中馬:まずは、貸付先はアイフルグループ内だけでスタートします。

馬渕:と言いますと、個人投資家は上場企業のアイフルに貸付することになりますか?

中馬:そうです。参入当初はアイフルグループ向けの貸付に限ります。事業が軌道に乗り、諸条件が整えば、アイフルグループ以外への外部向けの貸付のサービスも展開予定としています。

馬渕:アイフルグループへの貸付となりますと、ある程度審査も安心なイメージがあります。

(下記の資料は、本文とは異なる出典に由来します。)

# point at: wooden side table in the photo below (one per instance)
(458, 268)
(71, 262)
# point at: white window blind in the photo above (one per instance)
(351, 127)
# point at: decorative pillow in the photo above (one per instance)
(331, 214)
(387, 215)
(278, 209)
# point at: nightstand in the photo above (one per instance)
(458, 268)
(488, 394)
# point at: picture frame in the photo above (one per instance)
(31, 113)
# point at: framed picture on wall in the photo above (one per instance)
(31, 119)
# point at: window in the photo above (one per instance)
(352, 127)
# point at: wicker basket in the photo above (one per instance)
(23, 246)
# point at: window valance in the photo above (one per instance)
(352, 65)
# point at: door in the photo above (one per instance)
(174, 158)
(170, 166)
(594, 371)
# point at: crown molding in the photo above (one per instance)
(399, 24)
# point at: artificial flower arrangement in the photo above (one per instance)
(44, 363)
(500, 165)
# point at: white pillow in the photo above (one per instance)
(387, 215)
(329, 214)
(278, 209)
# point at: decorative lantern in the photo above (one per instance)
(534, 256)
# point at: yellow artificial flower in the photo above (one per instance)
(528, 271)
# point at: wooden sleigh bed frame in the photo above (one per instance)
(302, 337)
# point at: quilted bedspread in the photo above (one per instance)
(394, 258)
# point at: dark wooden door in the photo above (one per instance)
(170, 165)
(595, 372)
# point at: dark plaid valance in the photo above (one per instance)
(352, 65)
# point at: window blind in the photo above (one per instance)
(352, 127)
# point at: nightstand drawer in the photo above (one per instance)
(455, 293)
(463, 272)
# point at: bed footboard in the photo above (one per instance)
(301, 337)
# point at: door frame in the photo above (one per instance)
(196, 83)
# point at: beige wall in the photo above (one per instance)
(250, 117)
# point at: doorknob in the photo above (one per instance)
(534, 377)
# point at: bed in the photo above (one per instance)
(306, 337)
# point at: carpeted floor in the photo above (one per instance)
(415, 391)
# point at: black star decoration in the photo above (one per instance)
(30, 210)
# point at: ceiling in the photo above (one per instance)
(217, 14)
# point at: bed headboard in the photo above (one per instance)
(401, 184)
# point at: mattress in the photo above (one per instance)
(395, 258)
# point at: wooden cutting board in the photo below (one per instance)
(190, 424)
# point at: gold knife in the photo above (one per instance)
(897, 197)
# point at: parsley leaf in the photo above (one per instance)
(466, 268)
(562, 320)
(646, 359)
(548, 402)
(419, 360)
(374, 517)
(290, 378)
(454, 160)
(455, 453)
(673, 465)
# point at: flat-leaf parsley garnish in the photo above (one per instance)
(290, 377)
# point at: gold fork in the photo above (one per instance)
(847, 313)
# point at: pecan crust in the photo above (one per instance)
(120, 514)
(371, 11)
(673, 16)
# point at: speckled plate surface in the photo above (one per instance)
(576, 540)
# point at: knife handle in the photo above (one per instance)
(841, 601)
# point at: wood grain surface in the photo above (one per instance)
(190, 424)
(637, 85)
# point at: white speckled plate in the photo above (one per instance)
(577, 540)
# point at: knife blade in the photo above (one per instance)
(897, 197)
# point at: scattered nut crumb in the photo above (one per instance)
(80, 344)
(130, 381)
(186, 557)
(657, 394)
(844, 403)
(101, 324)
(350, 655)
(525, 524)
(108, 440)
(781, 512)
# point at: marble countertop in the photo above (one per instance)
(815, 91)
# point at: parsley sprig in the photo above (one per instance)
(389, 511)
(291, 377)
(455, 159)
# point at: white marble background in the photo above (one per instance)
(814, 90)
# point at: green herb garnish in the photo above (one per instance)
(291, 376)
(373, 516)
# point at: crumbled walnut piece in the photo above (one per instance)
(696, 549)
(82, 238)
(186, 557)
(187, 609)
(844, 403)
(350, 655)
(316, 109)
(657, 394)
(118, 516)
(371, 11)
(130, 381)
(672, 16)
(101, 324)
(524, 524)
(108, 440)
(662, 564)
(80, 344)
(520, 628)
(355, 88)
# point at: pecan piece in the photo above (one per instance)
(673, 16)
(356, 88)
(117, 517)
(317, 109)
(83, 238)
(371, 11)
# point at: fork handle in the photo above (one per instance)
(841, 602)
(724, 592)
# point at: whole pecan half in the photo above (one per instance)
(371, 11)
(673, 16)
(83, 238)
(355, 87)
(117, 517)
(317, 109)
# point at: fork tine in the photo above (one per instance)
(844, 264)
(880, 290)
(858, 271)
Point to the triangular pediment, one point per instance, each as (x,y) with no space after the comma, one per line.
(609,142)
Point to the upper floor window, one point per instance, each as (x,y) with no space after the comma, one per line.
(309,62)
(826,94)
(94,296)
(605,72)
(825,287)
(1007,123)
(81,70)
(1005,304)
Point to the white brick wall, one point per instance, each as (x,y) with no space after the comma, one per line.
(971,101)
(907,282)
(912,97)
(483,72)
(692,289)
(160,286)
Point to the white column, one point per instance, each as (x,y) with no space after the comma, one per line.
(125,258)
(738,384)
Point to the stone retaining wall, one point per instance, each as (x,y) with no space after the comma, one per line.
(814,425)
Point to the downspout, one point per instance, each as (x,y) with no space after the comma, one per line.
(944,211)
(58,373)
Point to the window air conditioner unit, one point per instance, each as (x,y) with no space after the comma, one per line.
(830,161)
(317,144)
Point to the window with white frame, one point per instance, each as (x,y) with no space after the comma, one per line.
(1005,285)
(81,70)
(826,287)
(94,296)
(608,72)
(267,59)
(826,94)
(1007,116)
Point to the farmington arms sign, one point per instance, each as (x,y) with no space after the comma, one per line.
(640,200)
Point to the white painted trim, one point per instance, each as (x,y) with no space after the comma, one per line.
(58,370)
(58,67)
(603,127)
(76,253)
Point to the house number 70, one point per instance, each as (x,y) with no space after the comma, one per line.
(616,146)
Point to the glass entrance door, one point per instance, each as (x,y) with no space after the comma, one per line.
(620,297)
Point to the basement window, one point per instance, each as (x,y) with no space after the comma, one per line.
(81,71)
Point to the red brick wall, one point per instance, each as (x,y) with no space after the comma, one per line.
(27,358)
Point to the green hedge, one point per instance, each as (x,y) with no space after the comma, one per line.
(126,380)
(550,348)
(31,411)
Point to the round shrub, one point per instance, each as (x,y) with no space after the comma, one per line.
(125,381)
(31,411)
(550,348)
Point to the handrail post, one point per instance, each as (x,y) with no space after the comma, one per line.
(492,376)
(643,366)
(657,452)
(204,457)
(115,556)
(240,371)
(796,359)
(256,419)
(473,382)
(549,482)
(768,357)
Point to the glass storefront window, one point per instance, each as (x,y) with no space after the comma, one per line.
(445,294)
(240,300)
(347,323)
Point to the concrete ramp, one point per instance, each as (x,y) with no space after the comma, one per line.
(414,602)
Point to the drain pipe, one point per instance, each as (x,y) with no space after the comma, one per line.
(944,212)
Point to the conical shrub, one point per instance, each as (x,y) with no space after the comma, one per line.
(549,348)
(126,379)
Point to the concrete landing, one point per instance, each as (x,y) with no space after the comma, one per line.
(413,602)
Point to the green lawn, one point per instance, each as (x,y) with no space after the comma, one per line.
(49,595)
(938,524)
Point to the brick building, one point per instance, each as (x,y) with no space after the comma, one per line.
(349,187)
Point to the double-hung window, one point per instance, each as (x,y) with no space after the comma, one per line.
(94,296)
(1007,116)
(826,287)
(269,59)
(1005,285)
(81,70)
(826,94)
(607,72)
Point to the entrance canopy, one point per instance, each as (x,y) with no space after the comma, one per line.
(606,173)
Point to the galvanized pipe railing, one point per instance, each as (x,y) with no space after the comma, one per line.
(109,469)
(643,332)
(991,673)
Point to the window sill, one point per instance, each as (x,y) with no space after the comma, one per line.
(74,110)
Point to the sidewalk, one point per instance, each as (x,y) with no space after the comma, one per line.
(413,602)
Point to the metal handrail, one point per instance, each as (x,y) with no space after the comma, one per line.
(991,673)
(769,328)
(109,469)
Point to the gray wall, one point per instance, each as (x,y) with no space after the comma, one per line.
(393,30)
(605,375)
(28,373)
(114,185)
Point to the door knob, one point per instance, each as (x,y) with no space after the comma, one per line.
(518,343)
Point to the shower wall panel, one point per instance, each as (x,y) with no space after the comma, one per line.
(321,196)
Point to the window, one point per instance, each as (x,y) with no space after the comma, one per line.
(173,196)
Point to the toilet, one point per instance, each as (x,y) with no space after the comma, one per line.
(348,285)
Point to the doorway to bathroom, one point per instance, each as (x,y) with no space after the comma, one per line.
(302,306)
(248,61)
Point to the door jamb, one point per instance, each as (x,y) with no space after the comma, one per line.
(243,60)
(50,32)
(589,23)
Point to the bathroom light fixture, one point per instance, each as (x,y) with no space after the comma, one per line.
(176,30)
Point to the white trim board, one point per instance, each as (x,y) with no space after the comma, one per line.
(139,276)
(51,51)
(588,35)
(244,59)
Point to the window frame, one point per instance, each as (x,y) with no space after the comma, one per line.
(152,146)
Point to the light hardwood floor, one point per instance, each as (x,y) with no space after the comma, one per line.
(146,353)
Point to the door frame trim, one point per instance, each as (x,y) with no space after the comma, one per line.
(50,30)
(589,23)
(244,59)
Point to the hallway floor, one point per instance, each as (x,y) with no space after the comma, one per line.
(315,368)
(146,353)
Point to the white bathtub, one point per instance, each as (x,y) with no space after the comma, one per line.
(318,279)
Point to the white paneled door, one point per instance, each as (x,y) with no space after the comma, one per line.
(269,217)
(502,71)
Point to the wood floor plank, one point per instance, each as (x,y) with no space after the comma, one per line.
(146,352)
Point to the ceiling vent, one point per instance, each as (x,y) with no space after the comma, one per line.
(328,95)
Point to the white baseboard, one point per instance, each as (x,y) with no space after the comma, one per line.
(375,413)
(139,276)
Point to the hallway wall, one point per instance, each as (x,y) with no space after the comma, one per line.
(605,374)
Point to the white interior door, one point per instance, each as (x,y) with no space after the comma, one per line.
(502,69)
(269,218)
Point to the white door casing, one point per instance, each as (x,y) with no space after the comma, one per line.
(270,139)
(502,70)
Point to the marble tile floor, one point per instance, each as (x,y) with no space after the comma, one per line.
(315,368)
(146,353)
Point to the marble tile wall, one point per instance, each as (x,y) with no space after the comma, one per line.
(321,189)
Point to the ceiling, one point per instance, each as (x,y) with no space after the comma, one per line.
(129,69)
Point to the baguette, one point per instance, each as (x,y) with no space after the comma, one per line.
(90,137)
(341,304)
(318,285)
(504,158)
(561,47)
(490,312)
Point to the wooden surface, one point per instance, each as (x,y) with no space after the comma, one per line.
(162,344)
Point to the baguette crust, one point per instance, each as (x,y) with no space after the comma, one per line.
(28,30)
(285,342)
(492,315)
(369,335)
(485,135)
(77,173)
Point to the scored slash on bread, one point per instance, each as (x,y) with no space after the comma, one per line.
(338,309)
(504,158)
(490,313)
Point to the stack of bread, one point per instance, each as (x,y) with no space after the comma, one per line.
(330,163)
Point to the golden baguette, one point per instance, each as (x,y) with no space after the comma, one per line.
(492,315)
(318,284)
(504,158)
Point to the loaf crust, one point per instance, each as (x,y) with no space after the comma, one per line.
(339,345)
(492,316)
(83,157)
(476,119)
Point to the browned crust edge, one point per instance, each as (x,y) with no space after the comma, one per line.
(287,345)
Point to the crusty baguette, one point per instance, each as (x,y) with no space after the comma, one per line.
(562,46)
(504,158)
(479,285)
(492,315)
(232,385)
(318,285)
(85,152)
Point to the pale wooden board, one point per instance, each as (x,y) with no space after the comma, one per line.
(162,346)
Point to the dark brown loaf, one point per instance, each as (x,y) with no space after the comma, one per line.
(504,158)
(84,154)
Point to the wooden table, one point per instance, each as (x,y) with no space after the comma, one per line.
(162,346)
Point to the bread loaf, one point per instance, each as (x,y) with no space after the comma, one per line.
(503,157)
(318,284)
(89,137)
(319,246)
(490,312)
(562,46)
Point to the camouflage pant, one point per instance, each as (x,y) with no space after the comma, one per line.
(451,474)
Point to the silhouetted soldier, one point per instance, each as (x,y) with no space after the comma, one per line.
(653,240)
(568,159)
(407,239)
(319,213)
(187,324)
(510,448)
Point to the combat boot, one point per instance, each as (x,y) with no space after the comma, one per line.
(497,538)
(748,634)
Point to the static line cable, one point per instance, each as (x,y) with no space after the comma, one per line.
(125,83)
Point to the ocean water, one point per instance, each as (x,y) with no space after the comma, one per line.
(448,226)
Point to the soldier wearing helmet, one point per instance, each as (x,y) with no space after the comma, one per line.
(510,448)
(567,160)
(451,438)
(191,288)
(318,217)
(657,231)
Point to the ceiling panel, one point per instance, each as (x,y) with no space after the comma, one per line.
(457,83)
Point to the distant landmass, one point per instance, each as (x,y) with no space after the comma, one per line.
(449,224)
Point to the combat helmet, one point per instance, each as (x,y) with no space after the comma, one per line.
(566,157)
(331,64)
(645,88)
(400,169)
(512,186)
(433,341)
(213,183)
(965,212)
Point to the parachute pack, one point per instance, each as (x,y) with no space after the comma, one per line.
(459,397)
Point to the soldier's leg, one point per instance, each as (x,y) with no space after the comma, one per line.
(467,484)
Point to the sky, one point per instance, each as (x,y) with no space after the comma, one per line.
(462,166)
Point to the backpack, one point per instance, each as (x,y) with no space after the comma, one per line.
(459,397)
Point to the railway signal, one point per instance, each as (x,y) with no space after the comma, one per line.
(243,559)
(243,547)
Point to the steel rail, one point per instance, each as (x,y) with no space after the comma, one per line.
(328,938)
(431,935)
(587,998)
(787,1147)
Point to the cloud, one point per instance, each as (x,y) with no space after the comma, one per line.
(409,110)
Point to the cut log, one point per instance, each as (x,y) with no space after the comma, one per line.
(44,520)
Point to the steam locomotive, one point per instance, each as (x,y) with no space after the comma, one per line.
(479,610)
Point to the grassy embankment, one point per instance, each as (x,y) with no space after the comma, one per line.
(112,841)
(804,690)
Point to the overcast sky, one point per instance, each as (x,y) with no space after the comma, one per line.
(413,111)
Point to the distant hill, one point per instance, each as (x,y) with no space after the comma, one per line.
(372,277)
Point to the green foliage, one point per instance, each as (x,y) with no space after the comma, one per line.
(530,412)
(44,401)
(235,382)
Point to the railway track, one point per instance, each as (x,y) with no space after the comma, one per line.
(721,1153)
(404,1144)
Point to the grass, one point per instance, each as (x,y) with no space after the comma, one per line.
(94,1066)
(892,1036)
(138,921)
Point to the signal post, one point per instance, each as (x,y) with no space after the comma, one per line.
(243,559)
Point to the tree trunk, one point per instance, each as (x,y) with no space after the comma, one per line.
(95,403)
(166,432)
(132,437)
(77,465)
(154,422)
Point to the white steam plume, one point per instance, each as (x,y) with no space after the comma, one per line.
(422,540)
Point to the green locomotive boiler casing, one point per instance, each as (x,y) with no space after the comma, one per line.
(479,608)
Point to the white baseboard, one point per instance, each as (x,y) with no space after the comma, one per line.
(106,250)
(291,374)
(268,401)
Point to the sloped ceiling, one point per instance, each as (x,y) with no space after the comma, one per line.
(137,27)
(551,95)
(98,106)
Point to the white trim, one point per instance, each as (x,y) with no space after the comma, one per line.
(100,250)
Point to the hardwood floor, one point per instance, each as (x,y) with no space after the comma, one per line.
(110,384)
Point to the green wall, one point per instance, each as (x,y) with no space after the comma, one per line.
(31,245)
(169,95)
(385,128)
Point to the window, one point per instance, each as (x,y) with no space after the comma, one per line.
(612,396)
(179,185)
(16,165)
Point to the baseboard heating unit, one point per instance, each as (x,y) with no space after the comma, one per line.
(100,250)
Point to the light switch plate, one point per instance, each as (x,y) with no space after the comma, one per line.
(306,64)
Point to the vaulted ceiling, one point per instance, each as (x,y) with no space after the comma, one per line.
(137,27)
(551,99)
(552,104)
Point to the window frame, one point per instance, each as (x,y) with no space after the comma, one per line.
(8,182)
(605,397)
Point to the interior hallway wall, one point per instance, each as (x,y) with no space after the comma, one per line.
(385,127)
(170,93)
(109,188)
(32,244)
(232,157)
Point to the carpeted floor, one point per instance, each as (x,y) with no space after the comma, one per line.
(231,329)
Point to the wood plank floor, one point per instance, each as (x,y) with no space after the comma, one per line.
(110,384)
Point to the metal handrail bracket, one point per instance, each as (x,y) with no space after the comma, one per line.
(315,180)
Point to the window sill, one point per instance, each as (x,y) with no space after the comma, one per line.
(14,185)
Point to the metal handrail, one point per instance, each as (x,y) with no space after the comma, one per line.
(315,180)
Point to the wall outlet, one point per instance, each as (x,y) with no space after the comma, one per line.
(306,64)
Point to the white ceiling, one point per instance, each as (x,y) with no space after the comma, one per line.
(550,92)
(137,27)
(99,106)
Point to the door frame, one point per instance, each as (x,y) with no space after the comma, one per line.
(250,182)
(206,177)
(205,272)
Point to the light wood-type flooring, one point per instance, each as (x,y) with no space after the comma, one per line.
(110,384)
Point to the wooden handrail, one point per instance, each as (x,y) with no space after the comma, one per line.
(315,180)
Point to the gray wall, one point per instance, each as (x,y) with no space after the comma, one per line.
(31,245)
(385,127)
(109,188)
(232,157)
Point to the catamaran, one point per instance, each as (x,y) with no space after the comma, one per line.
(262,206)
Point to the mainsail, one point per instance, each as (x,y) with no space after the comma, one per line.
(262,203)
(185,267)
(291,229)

中馬:とは言え、内部の人間が審査することは利益相反になりますので、できません。知見のある弁護士を含め審査を厳しく行ったうえでの貸付になります。

馬渕:グループ内の貸付といっても、第三者のチェックが入るのですね。

中馬:はい。そして意外かもしれませんが、アイフルグループは、今まで自らお金を貸し出すビジネスモデルを展開していました。しかし、今回、はじめて自社のお金貸し出さないプラットフォーム事業(ソーシャルレンディング)をスタートすることになります。

馬渕:確かに。プラットフォーム事業ですと、数多くの投資家からお金を集めるビジネスモデルになりますね。

中馬:はい。そして、今までと大きく異なるのは、資金需要者のニーズに応える事業を行ってきましたが、今度は、資産の運用を考えている方を対象にしたサービスであることです。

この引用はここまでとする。